息づかいや足音でしか判断できないのは、シルバには暗闇で見えていないからだ。
木にうっすらと引かれた横線。
黄色い燐光を放つのは、タイランが作った白墨の一種である。
先行して、直線上の木に線を引いているのは、キキョウだ。
「これなら、木にぶつからずに済むな。でも、足下には注意しろよヒイロ」
「分かって……うひゃあっ」
何やら、倒れる音がした。
……何か、洞窟でもあったな、これ。
「ちょっ、ヒイロ言った傍から……き、気をつけて」
シルバの後ろから、タイランの声がする。
何しろ甲冑のタイランは、シルバたちより慎重に動かないと、金属のこすれ合う音がしてしまうのだ。

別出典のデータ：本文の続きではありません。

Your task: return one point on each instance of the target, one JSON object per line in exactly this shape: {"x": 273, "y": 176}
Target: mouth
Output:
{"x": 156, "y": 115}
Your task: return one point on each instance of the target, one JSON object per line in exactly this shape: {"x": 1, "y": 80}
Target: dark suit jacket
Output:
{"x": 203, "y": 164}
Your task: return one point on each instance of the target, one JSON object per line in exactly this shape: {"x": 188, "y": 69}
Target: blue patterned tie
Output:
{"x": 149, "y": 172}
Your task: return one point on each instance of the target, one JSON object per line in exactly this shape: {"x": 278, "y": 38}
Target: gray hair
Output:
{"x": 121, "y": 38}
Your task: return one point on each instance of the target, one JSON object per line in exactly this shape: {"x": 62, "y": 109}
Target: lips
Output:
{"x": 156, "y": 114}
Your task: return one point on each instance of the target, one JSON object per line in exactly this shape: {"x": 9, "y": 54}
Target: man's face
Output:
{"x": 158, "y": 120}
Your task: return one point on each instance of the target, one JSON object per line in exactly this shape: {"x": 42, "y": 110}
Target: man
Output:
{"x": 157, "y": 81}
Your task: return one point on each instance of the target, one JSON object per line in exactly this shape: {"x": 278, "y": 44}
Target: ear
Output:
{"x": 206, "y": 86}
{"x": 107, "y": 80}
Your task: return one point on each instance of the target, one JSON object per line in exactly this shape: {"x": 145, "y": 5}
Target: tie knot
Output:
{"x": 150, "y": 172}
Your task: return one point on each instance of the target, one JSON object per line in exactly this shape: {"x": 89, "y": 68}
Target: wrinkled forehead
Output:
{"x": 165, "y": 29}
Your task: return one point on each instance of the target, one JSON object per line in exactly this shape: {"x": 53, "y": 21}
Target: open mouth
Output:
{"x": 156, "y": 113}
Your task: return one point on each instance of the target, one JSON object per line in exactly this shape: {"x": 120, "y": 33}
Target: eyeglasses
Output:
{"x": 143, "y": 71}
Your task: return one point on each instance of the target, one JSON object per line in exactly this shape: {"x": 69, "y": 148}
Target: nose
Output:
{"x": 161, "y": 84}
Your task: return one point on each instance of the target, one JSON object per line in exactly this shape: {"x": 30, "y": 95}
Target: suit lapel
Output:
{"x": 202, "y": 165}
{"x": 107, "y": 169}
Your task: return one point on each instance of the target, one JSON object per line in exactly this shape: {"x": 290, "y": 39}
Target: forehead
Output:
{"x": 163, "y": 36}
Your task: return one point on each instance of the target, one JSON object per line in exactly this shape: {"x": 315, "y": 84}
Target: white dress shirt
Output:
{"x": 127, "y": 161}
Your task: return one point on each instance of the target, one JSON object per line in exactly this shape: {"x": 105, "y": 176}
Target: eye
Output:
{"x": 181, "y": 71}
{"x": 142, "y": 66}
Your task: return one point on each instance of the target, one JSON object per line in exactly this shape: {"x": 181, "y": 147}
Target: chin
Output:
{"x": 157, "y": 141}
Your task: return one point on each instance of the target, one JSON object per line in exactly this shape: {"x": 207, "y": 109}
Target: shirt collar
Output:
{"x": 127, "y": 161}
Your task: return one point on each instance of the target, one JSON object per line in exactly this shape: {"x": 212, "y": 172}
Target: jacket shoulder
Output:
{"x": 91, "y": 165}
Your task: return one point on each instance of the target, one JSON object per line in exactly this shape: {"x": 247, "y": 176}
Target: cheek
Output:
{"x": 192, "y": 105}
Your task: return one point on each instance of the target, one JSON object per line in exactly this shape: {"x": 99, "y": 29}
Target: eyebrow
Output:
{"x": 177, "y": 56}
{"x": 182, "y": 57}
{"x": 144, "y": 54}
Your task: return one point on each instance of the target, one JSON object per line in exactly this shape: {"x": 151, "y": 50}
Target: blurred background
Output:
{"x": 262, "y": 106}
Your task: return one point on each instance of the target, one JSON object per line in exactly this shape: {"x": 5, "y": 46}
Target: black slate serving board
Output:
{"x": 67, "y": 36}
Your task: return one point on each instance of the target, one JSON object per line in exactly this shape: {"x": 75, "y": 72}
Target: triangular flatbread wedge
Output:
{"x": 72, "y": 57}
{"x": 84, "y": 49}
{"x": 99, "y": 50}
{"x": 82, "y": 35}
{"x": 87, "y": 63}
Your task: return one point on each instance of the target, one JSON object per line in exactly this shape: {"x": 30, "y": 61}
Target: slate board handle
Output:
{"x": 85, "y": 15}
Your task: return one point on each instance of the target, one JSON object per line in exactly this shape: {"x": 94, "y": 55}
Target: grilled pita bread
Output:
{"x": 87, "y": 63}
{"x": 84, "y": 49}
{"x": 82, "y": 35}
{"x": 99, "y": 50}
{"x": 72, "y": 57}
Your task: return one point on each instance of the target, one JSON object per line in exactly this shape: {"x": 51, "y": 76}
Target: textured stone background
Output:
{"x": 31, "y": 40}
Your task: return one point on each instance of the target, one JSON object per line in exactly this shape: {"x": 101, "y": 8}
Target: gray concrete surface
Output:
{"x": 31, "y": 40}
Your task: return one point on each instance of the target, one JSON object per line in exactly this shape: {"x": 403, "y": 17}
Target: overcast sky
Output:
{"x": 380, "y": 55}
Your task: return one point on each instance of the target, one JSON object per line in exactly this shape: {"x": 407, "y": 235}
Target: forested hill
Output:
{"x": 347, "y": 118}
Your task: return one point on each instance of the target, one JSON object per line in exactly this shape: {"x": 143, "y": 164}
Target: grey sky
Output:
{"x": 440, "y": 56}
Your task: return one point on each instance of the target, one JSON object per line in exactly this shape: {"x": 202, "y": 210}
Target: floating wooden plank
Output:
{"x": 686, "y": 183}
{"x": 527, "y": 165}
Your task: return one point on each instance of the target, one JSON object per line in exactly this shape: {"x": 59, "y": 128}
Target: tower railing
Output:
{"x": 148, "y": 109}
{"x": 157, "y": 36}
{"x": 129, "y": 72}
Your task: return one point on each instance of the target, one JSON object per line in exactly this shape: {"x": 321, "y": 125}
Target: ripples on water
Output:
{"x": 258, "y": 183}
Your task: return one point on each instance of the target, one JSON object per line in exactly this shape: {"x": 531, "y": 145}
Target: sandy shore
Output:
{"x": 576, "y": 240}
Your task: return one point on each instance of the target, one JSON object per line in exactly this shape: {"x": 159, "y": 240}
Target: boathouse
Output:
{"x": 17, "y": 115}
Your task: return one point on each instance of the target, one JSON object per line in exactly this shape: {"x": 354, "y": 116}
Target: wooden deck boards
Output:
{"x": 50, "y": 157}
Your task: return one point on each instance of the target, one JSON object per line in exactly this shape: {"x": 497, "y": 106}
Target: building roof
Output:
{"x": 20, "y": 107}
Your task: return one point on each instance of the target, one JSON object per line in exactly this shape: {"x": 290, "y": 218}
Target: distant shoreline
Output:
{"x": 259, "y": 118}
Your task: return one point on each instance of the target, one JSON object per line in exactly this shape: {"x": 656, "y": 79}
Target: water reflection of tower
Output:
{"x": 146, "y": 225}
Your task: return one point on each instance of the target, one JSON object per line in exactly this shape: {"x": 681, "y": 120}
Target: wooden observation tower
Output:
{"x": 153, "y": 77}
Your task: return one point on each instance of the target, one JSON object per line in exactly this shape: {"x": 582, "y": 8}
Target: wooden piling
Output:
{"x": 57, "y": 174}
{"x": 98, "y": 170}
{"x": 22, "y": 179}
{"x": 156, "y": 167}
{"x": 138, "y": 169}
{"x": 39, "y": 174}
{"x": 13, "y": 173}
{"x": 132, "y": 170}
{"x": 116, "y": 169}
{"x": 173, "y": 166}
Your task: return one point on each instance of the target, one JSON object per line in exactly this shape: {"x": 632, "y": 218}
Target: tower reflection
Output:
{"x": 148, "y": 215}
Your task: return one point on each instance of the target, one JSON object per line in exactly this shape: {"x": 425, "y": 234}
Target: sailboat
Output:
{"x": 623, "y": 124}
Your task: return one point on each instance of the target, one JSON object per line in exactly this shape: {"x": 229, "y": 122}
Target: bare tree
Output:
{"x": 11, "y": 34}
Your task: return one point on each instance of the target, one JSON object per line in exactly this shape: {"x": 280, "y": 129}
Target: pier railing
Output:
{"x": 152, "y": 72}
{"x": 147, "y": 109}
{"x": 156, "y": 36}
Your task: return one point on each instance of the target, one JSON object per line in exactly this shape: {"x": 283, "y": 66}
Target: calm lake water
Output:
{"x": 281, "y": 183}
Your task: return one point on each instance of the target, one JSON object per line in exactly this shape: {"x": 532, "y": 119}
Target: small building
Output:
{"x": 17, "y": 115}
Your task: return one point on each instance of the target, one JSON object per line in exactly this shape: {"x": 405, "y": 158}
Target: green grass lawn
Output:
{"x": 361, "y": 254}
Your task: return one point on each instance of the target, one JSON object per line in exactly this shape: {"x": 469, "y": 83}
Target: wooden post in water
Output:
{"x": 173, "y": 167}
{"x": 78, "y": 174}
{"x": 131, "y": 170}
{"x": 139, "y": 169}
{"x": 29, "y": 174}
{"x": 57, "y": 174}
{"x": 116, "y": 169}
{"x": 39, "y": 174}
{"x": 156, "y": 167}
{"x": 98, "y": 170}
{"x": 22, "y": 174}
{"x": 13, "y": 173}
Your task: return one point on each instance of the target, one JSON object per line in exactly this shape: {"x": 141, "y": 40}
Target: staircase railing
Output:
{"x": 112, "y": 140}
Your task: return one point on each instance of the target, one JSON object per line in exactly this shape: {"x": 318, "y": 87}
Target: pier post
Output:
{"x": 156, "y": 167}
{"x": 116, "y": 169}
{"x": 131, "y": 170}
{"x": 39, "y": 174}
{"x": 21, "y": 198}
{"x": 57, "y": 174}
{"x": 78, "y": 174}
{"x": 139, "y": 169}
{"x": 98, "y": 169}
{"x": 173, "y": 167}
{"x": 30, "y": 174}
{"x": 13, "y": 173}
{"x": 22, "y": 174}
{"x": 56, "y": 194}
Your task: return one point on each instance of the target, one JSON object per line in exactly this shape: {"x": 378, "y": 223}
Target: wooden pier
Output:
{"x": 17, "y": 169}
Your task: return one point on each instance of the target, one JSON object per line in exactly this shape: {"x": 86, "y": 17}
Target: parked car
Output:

静かに動く為には、どうしても普段よりゆっくり歩く必要があった。
なお、カナリーとネリーの二人は空を飛んでいる。
おそらく、シルバたちのすぐ頭上を飛んでいるはずだ。
「あはははは、ごめんごめん。……っ、そろそろ近いかな?」
ヒイロが止まり、武器を抜く――音がした。
キキョウも立ち止まり、刀の柄に手をやっているようだ。
「うむ、奴らまともに風呂にも入っておらぬのだ。実に臭う」
シルバが目を凝らすと、大分遠くになるが、篝火が二つ見えた。
(じゃあ、ここからは『透心』で連絡を取り合おう)
シルバが『透心』で念話を飛ばすと、周囲から返事がきた。
(心得た)
(おっけーだよー)
(りょ、了解しました……)
同時に、それぞれの居場所も分かる。
シルバを中心に、キキョウとヒイロがやや前方、そして後ろにタイランがいる。
(……それにしても、便利なモノだね、この祝福は。僕はどうしたものかな、シルバ・ロックール)
(お任せします、シルバ様)
カナリーとネリーは頭上の木の上だ。
(ホルスティンとネリーさんはその場で待機。まず見張りをやってくれ、キキョウ、ヒイロ)
(うむ)
(らじゃっ)
シルバの指示に、消えるように移動するキキョウ。
ヒイロは草を掻き分け、大きく右に迂回していく。
その間に、シルバは少し前に進み、道具袋から大量の砂利を吐き出した。
「ぐ……!?」
「な、何……がっ!?」
木の陰に隠れ、篝火の焚かれている方角を覗き見ると、左からキキョウが、わずかに遅れて右からヒイロが闇夜に乗じて、二人の見張りを背後から倒した。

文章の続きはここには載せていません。